This section is from the book "Text-Book On Domestic Art", by Carrie Crane Ingalls. Also available from Amazon: Textbook On Domestic Art: With Illustrations And Drafts.
Material: One-half yard silk or linen (of any color), cut square or rectangle to contain not less than 9 square inches of embroidery. These dimensions are given in correlation with the drawing department, where a pupil is obliged to make her own design.
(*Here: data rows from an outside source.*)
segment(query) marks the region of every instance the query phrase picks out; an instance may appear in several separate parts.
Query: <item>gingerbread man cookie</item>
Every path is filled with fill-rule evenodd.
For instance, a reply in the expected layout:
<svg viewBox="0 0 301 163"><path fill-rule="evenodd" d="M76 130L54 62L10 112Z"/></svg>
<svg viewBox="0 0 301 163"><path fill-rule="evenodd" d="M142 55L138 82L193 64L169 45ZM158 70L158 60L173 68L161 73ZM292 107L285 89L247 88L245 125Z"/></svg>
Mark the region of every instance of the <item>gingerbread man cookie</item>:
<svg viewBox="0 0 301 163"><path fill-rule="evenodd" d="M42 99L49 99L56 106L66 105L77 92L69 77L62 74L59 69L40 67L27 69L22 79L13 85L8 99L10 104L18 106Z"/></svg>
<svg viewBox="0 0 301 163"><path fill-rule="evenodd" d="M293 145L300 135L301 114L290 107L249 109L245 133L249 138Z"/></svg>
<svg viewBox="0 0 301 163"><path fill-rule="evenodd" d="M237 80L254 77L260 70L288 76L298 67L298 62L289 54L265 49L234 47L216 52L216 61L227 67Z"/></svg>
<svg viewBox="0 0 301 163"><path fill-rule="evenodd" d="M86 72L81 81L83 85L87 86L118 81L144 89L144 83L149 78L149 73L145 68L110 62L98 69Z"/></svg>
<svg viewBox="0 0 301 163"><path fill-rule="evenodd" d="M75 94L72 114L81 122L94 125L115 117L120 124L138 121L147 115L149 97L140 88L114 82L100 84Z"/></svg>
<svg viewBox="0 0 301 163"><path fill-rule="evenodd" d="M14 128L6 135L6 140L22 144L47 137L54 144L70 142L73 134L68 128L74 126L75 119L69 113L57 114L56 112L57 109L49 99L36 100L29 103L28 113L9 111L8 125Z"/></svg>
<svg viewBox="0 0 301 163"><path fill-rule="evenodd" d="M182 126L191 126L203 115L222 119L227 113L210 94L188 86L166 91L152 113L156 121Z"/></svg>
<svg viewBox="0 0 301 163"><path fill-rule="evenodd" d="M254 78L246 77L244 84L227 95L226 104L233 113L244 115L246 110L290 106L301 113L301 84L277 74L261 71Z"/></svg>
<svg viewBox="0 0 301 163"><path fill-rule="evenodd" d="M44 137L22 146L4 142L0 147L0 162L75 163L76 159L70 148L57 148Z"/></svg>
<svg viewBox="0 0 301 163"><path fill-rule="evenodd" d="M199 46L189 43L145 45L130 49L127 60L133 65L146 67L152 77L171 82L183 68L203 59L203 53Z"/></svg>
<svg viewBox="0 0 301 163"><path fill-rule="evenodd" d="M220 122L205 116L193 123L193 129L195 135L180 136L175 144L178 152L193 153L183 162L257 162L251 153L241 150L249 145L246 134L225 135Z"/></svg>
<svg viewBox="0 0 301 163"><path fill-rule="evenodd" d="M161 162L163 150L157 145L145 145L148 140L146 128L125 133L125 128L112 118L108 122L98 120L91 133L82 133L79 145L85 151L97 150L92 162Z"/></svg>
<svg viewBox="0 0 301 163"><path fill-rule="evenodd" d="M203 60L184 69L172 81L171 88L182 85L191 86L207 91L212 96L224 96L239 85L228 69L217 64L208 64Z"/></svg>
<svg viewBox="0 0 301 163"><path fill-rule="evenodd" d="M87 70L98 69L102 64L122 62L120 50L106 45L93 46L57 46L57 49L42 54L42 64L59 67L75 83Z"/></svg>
The equivalent should be figured, if a boughten design is to be worked.
The principle of this embroidery, is to learn to work with a fine needle and silk thread, and to blend shades and tints, illustrating flowers in their proper colors, or conventional designs that are pleasing and effective.
The amount of space to be covered, can be applied to any design suitable for filo, with an allowance of background, to suit bags, table covers, dresses, etc.
For shade work, use long and short stitch, as explained on embroidery sampler.
Centers of flowers are worked in French knots.
Stems and outlines in the Crewel stitch.
To choose the proper silks, match or contrast them well with the background.
For school, shade cards will be gladly furnished by leading manufacturers or stores, and the silks are ordered by their shade number.
When only 3 or 4 shades of one color are used, do not make the degree of shade too great, as it prevents proper blending.
For flower designs, study or procure the live flower if possible, or if worked from painting, match colors to samples on shade card.
For strong effects, pad the design, before filling.
An edge is also well defined, if worked heavier, or with the double strands of filo.